Doors 5:00 PM / Show 6:00 PM (event ends at 10:00 PM)
Cage The Elephant
Although chart success in England was an unlikely first step to fame for a band from Bowling Green, Kentucky, mainstream rock band Cage the Elephant achieved just that. Formed by Matt Shultz, Brad Shultz, Jared Champion,Lincoln Parish, and Daniel Tichenor, the group earned a contract with the Relentless label and released the “Free Love” single late in 2007. A support slot for the Pigeon Detectives beckoned in early 2008, and follow-up single “Ain’t No Rest for the Wicked” reached the Top 40 in June. The group’s self-titled debut followed soon after, becoming a respectable commercial and critical success. Two years later they returned with the single “Shake Me Down,” while early 2011 saw the release of their second album,Thank You Happy Birthday. In early 2012, the band released the live CD and DVD Live from the Vic in Chicago, which captured performances from their sold-out two-night run at the famous Chicago venue. Returning to the studio, the band recorded its third album, Melophobia. Released in October 2013, the album saw the group collaborating with Alison Mosshart (the Kills, the Dead Weather) and featured the modern rock radio hit “Come a Little Closer.” During the Melophobia era, the band parted ways with their founding guitarist, Lincoln Parish, who went on to focus on producing for other artists in Nashville. In late 2015, the band released their fourth album, Tell Me I’m Pretty, which was produced by Dan Auerbach of one-time tourmates the Black Keys.
Portugal. The Man
There has to be some credit given for this band’s name alone — co-founder John Gourley once explained it as an attempt to create a demi-mythic entity bigger than the individual members. Formed in Wasilla, Alaska, Portugal. The Man (yes, there’s a period in the middle of their name) grew out of the ashes of Anatomy of a Ghost, a post-hardcore band whose vocalist and guitarist — Gourley and Zach Carothers, respectively — opted to continue working together. Rounding out the new band’s lineup was keyboardist/singer Wes Hubbard, himself a veteran of other Alaskan groups, and the trio eventually relocated from Alaska to Portland, Oregon. Their initial existence in the Pacific Northwest was the typical hardscrabble life of a band with few resources, but drummer Jason Sechrist (formerly of Konmai Defense System) joined to form a more stable lineup. The band’s profile received a boost from the Internet (the musicians made heavy use of MySpace and PureVolume for promotional purposes), and Portugal. The Man released an initial EP in 2005 before issuing their debut album, Waiter: You Vultures!, in early 2006. The next year, the group (whose lineup had once again reverted to three members, as Hubbard had left and was replaced by touring keyboardist Ryan Neighbors), issued Church Mouth, whose aggressive sound bore traces of Led Zeppelin and Jane’s Addiction. The bandmates then opted to finance their third record themselves, drawing upon a wealth of guest musicians — including trombonists, trumpeters, and violinists — to create the eclectic Censored Colors. In 2009 the group released The Satanic Satanist, then quickly followed up the next year with the mellower and more electronic American Ghetto. Later that year, the band signed with Atlantic Records. Guitarist Noah Gersh joined the band for their 2011 summer tour. The group recorded their major label debut album, In the Mountain in the Cloud in late 2011; it was produced by John Hill, mixed by Andy Wallace, and released in July of 2012. A month earlier, Sleep Forever, a 13-minute short directed by Michael Ragen, and shot entirely in Gourley’s hometown, premiered on the Independent Film Channel. This was the last recording for members Sechrist and Neighbors, who were replaced by drummer Kane Richotte and keyboardist Kyle O’Quin. Portugal. The Man enlisted Danger Mouse (Brian Burton) as producer for 2013’s Evil Friends; the album was released in June of 2013.

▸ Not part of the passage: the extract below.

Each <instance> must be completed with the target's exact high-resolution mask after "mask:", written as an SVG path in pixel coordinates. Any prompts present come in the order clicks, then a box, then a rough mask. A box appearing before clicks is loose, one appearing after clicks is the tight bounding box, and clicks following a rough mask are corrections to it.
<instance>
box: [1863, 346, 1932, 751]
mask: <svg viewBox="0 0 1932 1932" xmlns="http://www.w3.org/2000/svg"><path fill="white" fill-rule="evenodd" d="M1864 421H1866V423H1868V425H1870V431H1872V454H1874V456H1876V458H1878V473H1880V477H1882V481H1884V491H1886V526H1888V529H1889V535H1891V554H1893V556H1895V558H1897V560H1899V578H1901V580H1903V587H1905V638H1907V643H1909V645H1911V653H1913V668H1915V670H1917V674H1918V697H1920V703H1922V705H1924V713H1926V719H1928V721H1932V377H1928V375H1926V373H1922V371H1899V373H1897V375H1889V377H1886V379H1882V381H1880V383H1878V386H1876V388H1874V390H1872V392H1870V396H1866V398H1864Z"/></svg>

Just Enough Hip To Be Woman is a bold step forward for BRONCHO. Though it certainly bears the hallmarks of their previous work — fuzzy, guitar-driven rock – the production and energy of the record moves into decidedly sleeker and decidedly more new wave directions (think Cheap Trick meets the Drive soundtrack meets every great song from Fast Times at Ridgemont High meets the greatest after-hours party you've never been to). Tracks like "Stay Loose," "NC-17" and "What" are the kind of pop-rock that could have easily been beamed in from the same universe that gave rise to The Cars (or a looser version of The Strokes), while the album's first single, "Class Historian" — with its unstoppable "do do do do" vocal refrain is the kind of song that seems scientifically engineered to stick in your brain forever and is arguably best played loudly over a car stereo with the windows down and your long hair blowing in the breeze. Clocking in at just more than 30 minutes, the eleven tracks on the new record are a potent statement of intent: an effortless sounding rock record that dips its toe into a variety of different styles without ever succumbing to any of them.